An interaction effect occurs when two simultaneous A/B tests influence each other's results, causing one or both experiments to produce misleading conclusions.

An interaction effect (also called test collision or experiment interference) happens when two experiments run at the same time on overlapping audiences, and the effect of one test changes depending on which variant of the other test a user receives.

If Test A changes the hero headline and Test B changes the checkout button, a user could experience Variant A's headline with Variant B's button — a combination that was never explicitly designed or intended. If these changes reinforce or counteract each other, both tests will report distorted results.

When Interaction Effects Are a Problem

Not all simultaneous tests interact. Two tests on different pages with non-overlapping audiences are typically safe to run concurrently. Interaction effects become a concern when:

  • Tests affect the same page or user flow
  • Tests target the same audience segment
  • One test changes a global element (navigation, banner, cart) visible throughout the site
  • The metric of one test is influenced by the feature being changed in another

A Simple Example

ExperimentChange
Test AChanges hero CTA copy
Test BAdds urgency banner above the hero

If the urgency banner reduces attention to the hero CTA (interaction), Test A's results are contaminated. Users in Test A / Variant B may behave differently not because of the copy change alone, but because the banner modified how they perceive the hero section.

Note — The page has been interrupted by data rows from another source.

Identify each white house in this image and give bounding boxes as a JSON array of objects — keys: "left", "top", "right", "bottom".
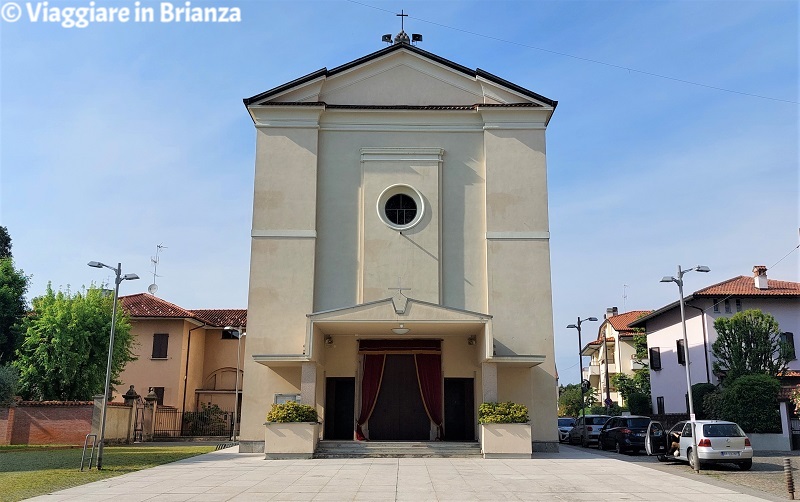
[
  {"left": 240, "top": 32, "right": 558, "bottom": 452},
  {"left": 581, "top": 307, "right": 650, "bottom": 406},
  {"left": 630, "top": 266, "right": 800, "bottom": 413}
]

How to Manage Interaction Effects

Mutual exclusion — Assign users to only one test at a time using exclusion groups. Ensures clean, uncontaminated results, but reduces the speed of your testing program.

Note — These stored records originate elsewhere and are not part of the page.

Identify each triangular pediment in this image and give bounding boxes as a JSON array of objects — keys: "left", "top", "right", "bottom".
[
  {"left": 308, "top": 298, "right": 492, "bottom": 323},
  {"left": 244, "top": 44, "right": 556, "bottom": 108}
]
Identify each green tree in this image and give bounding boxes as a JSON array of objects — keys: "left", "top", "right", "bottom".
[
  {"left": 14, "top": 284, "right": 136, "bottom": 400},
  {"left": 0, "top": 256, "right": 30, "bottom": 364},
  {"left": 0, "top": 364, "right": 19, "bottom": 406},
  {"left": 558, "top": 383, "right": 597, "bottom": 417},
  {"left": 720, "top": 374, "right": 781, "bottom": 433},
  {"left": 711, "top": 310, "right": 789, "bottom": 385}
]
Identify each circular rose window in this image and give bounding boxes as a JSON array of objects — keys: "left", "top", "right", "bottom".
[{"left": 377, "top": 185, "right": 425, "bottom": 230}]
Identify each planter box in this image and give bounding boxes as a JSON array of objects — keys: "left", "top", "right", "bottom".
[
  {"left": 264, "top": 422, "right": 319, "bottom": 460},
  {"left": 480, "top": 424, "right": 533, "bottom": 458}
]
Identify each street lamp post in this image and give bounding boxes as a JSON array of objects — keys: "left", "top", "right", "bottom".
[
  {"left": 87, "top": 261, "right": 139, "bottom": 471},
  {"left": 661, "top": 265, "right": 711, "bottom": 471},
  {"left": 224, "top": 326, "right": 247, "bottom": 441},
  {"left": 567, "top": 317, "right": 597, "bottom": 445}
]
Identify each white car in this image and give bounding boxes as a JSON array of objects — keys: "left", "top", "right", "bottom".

Full factorial design — Run all combinations explicitly (A×B testing) and measure the interaction term directly. Requires more traffic but produces complete results.

Audience segmentation — Route different user segments to different tests, ensuring no user participates in both simultaneously.

Sequential testing — Run tests one at a time. Slowest approach, but eliminates interaction risk entirely.

Variance monitoring — Track whether adding a concurrent test shifts the baseline metric of existing tests. A sudden shift suggests interference.

Most experimentation platforms offer mutual exclusion layers or "layers" concepts to manage this automatically.